The Seventh Circuit, in a recent opinion regarding another of Murray's cases, addressed these very issues. Murray v. GMAC Mortgage Corp., 434 F.3d 948 (7th Cir. 2006). As to defendants' argument about the need for individualized determinations about whether a "firm offer of credit" was made, the GMAC Mortgage court stated, "The statutory definition of 'firm offer' does not ask about how consumers react, however; it asks what the offeror has done-what terms have been extended, whether they are honored if a consumer accepts." GMAC Mortgage, 434 F.3d at 955. Further, the Seventh Circuit elaborated on its holding in Cole. "We do not read Cole, however, to require a consumer-by-consumer evaluation. An offer has value to 'the consumer' if it is useful to the normal consumer. Cole's objective was to separate bona fide offers of credit from advertisements for products and services, determining from 'all the material conditions that comprise the credit product in question ... [whether it] was a guise for solicitation rather than a legitimate credit product.'" GMAC Mortgage, 434 F.3d at 955-56 (citing Cole v. U.S. Capital, Inc., 389 F.3d 719, 728 (7th Cir. 2004)). If such a determination depends on the individual circumstances of the offer's recipients, then potential lenders cannot know whether it is lawful to obtain credit information at all because they will not know the idiosyncracies of each individual consumer's financial situation. To follow defendants' reasoning "would make it impossible for any potential lender to know ex ante whether it is entitled to obtain credit information." Id. at 956.

In addition, defendants argue that because FCRA places no cap on statutory damages that can be awarded in a class action, the risk of a disproportionate--and potentially, crushing--damage award exists. By comparison, both the Truth in Lending Act, 15 U.S.C. § 1640(a)(2)(B), and the Fair Debt Collection Practices Act, 15 U.S.C. § 1692k(a)(2)(B), do have damages caps. But the substantial nature of a potential damages award, even one based on defendants' allegedly "technical" violations of FCRA, is not a proper ground on which to deny class certification. Murray v. GMAC Mortgage Corp., 434 F.3d 948, 953-54 (7th Cir. 2006). In addition, the fact that FCRA does not have a damages cap, although other consumer credit statutes do, is not germane to the Rule 23(b)(3) inquiry. The statute must be enforced in its present form, not in the form that would be most convenient to the defendants.
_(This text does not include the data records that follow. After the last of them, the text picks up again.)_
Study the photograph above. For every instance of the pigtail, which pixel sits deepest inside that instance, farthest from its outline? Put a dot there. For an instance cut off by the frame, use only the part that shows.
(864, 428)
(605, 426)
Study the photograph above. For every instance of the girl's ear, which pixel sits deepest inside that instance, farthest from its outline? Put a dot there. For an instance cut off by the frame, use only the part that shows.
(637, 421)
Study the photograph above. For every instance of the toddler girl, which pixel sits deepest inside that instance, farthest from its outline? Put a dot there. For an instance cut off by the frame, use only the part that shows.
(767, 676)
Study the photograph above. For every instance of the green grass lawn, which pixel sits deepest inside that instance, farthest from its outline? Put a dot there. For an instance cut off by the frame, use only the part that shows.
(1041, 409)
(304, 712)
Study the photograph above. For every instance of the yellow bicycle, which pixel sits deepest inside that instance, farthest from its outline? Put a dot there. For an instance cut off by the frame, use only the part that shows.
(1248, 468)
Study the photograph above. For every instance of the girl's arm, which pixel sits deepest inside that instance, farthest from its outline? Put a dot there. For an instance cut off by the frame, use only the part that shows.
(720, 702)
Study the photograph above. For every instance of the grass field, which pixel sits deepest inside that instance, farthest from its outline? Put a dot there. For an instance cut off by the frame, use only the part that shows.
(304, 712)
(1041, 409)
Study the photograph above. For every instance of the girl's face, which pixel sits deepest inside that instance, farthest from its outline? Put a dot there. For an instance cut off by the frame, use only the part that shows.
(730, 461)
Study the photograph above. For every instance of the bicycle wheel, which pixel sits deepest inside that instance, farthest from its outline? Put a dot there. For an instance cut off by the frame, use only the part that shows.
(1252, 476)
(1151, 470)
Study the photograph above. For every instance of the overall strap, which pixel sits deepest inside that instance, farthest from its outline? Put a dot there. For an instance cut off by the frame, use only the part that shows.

Defendants also contend that the potential award will be "grossly disproportionate" to the harm suffered. The statute permits damages of $100 to $1,000 for FCRA violations. Because there are 14,000 potential class members, an award could be as great as $14 million. Plaintiff argues that excessive damages should be treated as a question related to damages, not to class certification; defendants concede that certification should not be denied "solely because of the possible financial impact it would have on a defendant." In re Trans Union Corp. Privacy Litig., 211 F.R.D. 328, 351 (N.D. Ill. 2002). Although an extremely large award can raise due process issues, particularly when it is highly disproportionate to the harm suffered, denial of class certification is not necessarily the preferred, or even the appropriate, option. An excessive award may be reduced, if warranted, but such constitutional limits "are best applied after a class has been certified." GMAC Mortgage, 434 F.3d at 954 (citing State Farm Mutual Automobile Ins. Co. v. Campbell, 538 U.S. 408 (2003)). This is a case where class certification presents the most efficient means of adjudicating the controversy. The class is quite numerous but the potential recovery for each member quite small. Indeed, it is exceedingly unlikely that many individuals would wish to go to court for a potential recovery of $100--or that they could find counsel willing to represent them.


For the foregoing reasons, Plaintiff's motion to certify a class is granted. The class shall consist of of all persons with Illinois addresses to whom defendants sent the "pre-approval notice" flyer at issue in this case on or after November 24, 2002 and before December 14, 2004.